Like get_string, but raises Parse_error on error.

val array_exn : element -> array_

Like get_array, but raises Parse_error on error.

val object_exn : element -> object_

Like get_object, but raises Parse_error on error.

val array_length : array_ -> int

Return the length of an array.

val array_to_seq : array_ -> element Seq.t

Convert an array to a sequence.

val array_to_list : array_ -> element list

Convert an array to a list.

val array_iter : (element -> unit) -> array_ -> unit

Iterate over an array.

val array_fold : ('a -> element -> 'a) -> 'a -> array_ -> 'a

Fold over an array.

val object_length : object_ -> int

Return the number of members in an object.

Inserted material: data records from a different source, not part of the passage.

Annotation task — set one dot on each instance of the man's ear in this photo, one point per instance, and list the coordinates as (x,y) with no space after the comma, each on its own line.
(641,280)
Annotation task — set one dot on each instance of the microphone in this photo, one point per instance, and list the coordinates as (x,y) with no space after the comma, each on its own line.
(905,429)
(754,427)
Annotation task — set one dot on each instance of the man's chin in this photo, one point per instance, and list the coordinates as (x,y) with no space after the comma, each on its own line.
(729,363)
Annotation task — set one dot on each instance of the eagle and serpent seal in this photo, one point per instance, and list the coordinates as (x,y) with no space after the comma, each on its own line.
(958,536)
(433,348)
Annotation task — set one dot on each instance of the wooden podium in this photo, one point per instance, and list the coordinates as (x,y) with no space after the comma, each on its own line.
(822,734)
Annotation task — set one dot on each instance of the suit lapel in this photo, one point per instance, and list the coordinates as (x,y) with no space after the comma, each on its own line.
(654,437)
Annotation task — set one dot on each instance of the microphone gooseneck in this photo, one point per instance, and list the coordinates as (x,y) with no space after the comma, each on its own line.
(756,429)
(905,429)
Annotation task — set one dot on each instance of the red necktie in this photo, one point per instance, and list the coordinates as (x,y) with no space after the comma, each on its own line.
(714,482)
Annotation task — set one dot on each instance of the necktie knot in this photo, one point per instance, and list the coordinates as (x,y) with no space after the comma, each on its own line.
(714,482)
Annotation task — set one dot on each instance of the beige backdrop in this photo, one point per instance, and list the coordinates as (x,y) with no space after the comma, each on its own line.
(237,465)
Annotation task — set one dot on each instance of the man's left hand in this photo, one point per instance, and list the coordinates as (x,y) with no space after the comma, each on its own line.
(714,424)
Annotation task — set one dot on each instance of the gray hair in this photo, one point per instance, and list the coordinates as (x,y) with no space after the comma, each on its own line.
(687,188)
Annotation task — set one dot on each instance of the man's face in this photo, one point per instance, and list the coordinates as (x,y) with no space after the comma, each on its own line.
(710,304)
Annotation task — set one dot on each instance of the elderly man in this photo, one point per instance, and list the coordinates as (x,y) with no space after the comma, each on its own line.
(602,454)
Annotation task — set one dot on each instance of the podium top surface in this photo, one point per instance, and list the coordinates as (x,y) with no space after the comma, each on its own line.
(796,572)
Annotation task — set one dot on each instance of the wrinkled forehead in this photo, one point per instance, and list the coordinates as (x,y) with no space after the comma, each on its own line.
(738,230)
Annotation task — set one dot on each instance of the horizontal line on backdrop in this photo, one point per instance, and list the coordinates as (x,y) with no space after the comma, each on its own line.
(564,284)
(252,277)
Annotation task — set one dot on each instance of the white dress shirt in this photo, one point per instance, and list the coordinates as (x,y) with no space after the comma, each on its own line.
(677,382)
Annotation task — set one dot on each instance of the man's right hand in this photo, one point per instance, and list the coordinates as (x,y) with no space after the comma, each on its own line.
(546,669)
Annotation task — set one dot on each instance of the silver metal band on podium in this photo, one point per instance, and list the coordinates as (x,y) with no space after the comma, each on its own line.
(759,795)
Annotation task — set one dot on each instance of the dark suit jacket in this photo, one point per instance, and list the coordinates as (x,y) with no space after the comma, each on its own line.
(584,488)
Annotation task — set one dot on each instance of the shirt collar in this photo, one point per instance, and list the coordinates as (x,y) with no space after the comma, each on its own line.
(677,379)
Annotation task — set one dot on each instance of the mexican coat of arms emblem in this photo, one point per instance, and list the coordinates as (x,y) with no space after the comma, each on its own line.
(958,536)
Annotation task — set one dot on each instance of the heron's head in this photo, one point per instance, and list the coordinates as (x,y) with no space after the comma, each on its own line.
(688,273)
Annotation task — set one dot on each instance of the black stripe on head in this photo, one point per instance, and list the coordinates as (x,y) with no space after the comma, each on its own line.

val object_find : object_ -> string -> (element, error) result

Find a member by key.

val object_find_opt : object_ -> string -> element option

Find a member by key, returning None if missing.

val object_to_seq : object_ -> (string * element) Seq.t

Convert an object to a sequence of key/value pairs.

val object_to_list : object_ -> (string * element) list

Convert an object to a list of key/value pairs.

val object_iter : (string -> element -> unit) -> object_ -> unit

Iterate over an object.

val object_fold : ('a -> string -> element -> 'a) -> 'a -> object_ -> 'a

Fold over an object.

val at_pointer : element -> string -> (element, error) result

at_pointer root pointer navigates within root using JSON Pointer syntax (RFC 6901), for example "/users/0/name". The returned element aliases the same parser-owned storage as root.

val element_to_string : element -> string

element_to_string elt serializes an element back to compact JSON. This is useful for diagnostics or for handing a sub-tree to an API that expects a JSON string.

val format_double : float -> string

Format a float as a JSON number.

module Stream : sig ... end

Parse multiple JSON documents from a buffer.